Periodic Reporting for period 1 - MECHSYS (Mechanistic Systems modelling of plant environmental adaptation and CAM photosynthesis engineering)
Período documentado: 2022-11-01 hasta 2025-04-30
The MechSys project aims to develop a comprehensive computer model that can predict how plants adapt to different environments. Combining principles from physics, biochemistry, and plant biology, the model simulates how plants optimize their anatomy and internal processes - from photosynthesis to water transport - to survive and grow in varying conditions. Of particular interest is understanding how some plants evolved to become succulent (having thick, fleshy leaves) and developed CAM photosynthesis, adaptations that have emerged independently multiple times in desert plants and plants that grow on other plants (epiphytes).
The project has four main objectives:
1. Create a detailed mathematical model that captures the key biological and physical processes in plants
2. Predict optimal plant characteristics for different environments
3. Understand how plants evolved various survival strategies
4. Develop blueprints for engineering drought-resistant versions of important crops like rice
The insights from this project could help address food security challenges in a warming world by showing how to engineer crops that are more resilient to drought while maintaining high productivity. This is particularly important as droughts already cause significant crop losses globally, and climate change is expected to make many regions hotter and drier in the future.
The research combines cutting-edge computational methods, including artificial intelligence, with experimental data to create a powerful new framework for understanding plant adaptation. This interdisciplinary approach, bridging physics, computer science, and biology, could revolutionize our ability to predict and engineer plant responses to environmental challenges.
For plants performing CAM photosynthesis (taking in carbon dioxide at night), the team also modeled the special malic acid cycle enabling this adaptation. By modeling these systems together, the researchers discovered that plant biochemistry, water transport, and heat exchange are much more tightly connected than previously appreciated.
Using fundamental physics and chemistry principles, the model is starting to reveal new insights about poorly understood aspects of CAM plants, including how malate accumulation affects water movement, why water-storing tissues are important for CAM photosynthesis, and why this efficient form of photosynthesis is mainly found in harsh environments.

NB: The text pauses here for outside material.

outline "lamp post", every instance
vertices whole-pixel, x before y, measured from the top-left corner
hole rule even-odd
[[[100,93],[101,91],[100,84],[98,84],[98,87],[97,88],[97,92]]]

Through computer simulations of plant evolution, the team demonstrated that both thin-leaved C3 plants and succulent CAM plants represent optimal solutions under specific conditions. In warmer, drier environments with low CO2 levels, CAM photosynthesis becomes more advantageous, matching real-world observations. Preliminary results help explain several puzzling aspects of CAM plants, including their strong connection to succulence, their presence in some aquatic plants, and the role of photorespiration in their metabolism.
These findings reveal which combinations of plant traits work together effectively under different conditions, crucial knowledge for engineering drought-resistant crops. The team is now refining their model with the help of artificial intelligence to facilitate quantitative predictions that can be validated experimentally.
The model's ability to predict optimal plant characteristics for different environments, supported by evolutionary simulations, provides a novel theoretical foundation for understanding plant adaptation. This goes beyond traditional descriptive approaches to offer a predictive framework that could guide future crop engineering efforts.